OnlineKnapsackSolver<Item> slv(items_window, knapsack_cap);

cout << "Each item added is assigned a sequential id starting from 0." << endl;
cout << "You are allowed to perform at most " << MAX_INSERTS << " insertions" << endl;
cout << "TO perform queries: QUERY" << endl;
cout << "To insert an item: ADD value weight" << endl;
cout << "To delete the oldest item: DEL" << endl;
cout << "To quit: QUIT" << endl;

string op;
while (cin >> op) {
if (op == "QUERY")
op_query(slv);
else if (op == "DEL")
op_del(slv);
else if (op == "QUIT")
break;
else
assert(0);
}

return 0;
}


## Practical results

The results are astonishing.
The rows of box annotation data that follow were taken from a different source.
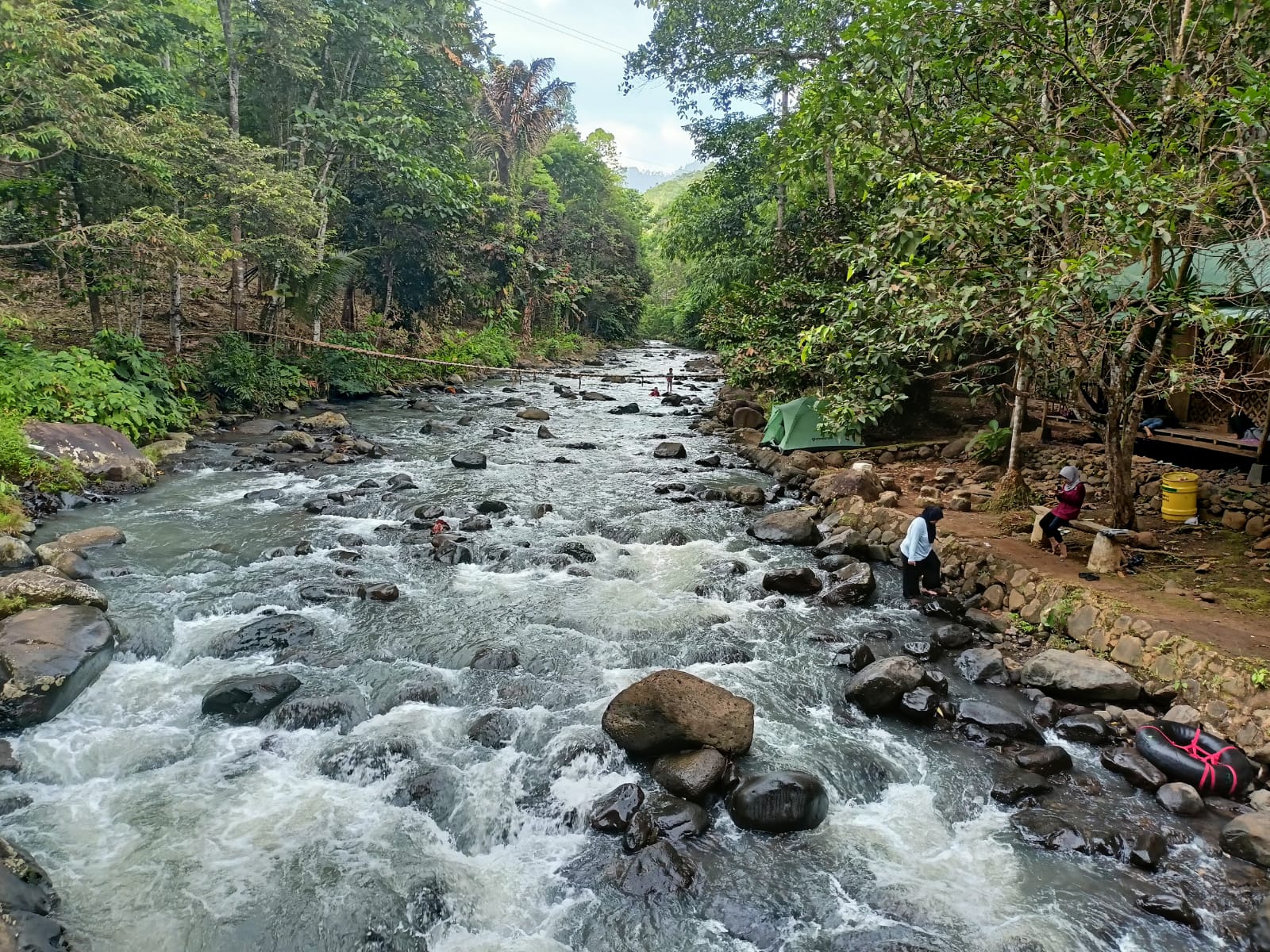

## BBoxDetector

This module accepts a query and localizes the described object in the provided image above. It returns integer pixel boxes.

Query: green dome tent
[760,397,864,453]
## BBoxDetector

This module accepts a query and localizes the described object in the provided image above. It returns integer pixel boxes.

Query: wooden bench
[1033,505,1133,575]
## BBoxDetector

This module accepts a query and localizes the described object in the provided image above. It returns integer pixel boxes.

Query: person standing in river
[1040,466,1084,559]
[899,505,944,605]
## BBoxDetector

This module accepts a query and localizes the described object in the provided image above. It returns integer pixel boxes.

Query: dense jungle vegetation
[627,0,1270,524]
[0,0,649,359]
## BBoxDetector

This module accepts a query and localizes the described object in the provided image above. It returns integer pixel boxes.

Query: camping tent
[760,397,862,453]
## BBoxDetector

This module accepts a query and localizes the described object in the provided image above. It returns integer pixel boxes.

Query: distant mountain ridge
[622,163,705,194]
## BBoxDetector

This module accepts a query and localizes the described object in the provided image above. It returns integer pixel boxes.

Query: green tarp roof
[762,397,862,453]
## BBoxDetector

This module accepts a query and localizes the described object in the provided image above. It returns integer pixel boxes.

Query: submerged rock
[202,674,300,724]
[652,747,728,800]
[0,605,117,731]
[601,669,754,755]
[728,770,829,833]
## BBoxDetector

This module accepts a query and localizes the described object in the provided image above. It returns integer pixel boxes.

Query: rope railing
[229,332,724,381]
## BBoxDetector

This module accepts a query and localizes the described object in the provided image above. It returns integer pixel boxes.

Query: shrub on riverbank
[0,332,194,443]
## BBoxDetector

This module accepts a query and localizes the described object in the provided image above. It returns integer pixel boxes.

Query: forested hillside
[0,0,648,357]
[627,0,1270,524]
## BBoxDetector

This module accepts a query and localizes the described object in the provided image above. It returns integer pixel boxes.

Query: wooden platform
[1138,427,1257,459]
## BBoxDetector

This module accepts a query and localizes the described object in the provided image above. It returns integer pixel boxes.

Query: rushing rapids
[0,349,1253,952]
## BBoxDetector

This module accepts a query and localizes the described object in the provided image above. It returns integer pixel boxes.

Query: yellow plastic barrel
[1160,472,1199,522]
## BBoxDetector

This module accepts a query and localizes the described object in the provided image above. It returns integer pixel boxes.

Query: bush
[0,332,193,442]
[965,420,1010,466]
[305,330,391,397]
[200,332,313,413]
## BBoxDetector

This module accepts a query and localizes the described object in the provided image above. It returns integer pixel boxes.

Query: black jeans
[1040,512,1072,542]
[900,552,944,598]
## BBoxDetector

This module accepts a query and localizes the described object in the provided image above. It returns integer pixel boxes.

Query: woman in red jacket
[1040,466,1084,559]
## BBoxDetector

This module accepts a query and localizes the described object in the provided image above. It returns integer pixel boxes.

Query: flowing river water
[0,347,1247,952]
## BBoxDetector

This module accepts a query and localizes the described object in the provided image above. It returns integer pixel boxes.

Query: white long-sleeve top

I have implemented the brute force solution and compared it with this optimized online version. For small testcases it doesn't make much difference, but huge testcases yielded amazing results: for tremendously big testcases, the online algorithm took around 1 minute and 7 seconds. One of the tests took 1 minute and 58 seconds. No testcase ever took more than 2 minutes with the online algorithm. The exact same testcases took 2 hours and 15 minutes to complete with the brute force approach. That's an amazing 98.5% gain over the brute force algorithm.